In a New York Times article titled “The Problem with How We Treat Bipolar Disorder”, the author Linda Logan describes her own bout with mental illness. She is institutionalized several times and even experiences hallucinations and loss of identity. Her story sounds much like Vincent’s ups and downs. When discussing this with her father who also struggles with bipolar disorder, he helped her see things differently.
One day, about eight years ago, it struck me that bipolar disorder was the hand I was dealt.

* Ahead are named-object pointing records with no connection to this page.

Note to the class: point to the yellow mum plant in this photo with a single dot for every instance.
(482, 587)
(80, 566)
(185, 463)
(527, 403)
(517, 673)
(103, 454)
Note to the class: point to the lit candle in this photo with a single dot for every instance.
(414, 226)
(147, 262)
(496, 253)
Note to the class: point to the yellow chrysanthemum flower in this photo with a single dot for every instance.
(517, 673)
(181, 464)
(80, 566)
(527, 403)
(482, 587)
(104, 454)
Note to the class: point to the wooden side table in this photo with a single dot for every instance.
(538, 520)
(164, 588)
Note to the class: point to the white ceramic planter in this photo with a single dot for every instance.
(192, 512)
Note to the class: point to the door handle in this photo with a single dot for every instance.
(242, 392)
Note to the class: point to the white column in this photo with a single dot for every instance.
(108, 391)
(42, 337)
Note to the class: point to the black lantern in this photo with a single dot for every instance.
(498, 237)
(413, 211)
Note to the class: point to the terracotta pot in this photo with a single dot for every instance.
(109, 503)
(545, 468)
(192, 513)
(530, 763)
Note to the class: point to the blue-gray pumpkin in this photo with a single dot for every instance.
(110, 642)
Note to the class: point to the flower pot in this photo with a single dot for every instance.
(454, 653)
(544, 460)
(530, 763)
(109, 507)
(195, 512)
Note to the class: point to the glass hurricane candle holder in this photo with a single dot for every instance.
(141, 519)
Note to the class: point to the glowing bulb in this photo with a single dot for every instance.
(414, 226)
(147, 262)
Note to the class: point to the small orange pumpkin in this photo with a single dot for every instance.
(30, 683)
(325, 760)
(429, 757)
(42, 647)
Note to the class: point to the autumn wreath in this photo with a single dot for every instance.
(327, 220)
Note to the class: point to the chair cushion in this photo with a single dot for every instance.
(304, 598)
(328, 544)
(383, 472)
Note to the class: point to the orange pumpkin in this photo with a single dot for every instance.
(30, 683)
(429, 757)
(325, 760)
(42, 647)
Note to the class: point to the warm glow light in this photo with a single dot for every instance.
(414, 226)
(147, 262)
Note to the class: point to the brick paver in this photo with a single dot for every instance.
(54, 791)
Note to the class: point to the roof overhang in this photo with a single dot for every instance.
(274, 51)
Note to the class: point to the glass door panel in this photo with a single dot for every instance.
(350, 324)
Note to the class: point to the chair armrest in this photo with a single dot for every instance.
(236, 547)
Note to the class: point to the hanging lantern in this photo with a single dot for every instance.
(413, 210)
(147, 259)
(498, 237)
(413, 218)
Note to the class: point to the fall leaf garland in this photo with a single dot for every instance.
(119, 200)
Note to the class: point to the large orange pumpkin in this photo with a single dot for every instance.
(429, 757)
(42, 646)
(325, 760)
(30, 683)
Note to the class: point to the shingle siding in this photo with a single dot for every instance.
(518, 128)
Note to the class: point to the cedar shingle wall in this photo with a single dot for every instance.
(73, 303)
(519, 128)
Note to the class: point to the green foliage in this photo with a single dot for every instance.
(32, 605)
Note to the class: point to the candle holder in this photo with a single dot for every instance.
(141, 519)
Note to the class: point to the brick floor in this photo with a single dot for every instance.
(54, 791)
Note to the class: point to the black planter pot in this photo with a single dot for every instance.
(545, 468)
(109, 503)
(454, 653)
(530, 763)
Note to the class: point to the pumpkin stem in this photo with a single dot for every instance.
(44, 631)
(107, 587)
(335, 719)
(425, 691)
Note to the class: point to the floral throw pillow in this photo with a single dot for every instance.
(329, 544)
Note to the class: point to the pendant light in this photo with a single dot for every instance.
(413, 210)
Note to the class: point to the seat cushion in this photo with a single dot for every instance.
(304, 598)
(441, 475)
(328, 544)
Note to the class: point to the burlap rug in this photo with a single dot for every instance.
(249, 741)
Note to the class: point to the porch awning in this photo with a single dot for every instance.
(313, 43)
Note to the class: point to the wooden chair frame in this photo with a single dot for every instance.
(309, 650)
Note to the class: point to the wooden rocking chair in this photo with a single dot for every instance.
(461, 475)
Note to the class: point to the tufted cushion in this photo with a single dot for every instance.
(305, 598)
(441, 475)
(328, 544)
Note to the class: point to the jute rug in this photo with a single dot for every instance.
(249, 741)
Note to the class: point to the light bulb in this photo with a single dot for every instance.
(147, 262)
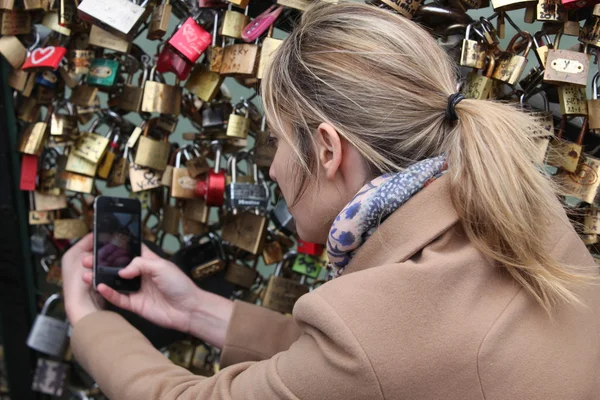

I remembered what my father said to me when I moved from Boston: “Don’t look at what your disorder has taken away from you, try to find what it has given you.”
We want solutions to problems while some things, like mental illness, cannot be completely solved. We have to live in the midst of brokenness that cannot be healed on this side. The hope though is that our God who is good and gives good gifts has not arbitrarily allowed us to struggle. There is a gift within the struggle if we can hold on long enough to receive it. For Vincent and Theo, it was a rare genius that impacted culture for decades. For Logan, it was the ability to reach out to others in the same situation and help them process the grief caused by losing yourself in mental illness. For those who struggle with these things, they need to know that they still have something valuable to give the world. The church can help those who struggle to find their gift to give.
In this way, it is not the needy leaning into the church, but it will be a mutual bond where the church grows and learns from those who are weakest. When we do this, we will finally be operating in the philosophy of the kingdom of God where the first shall be last and the parts that seem most dishonored will be the ones most needed. This is the power of the Gospel that our world so riddled with fear and isolation so desperately needs to hear.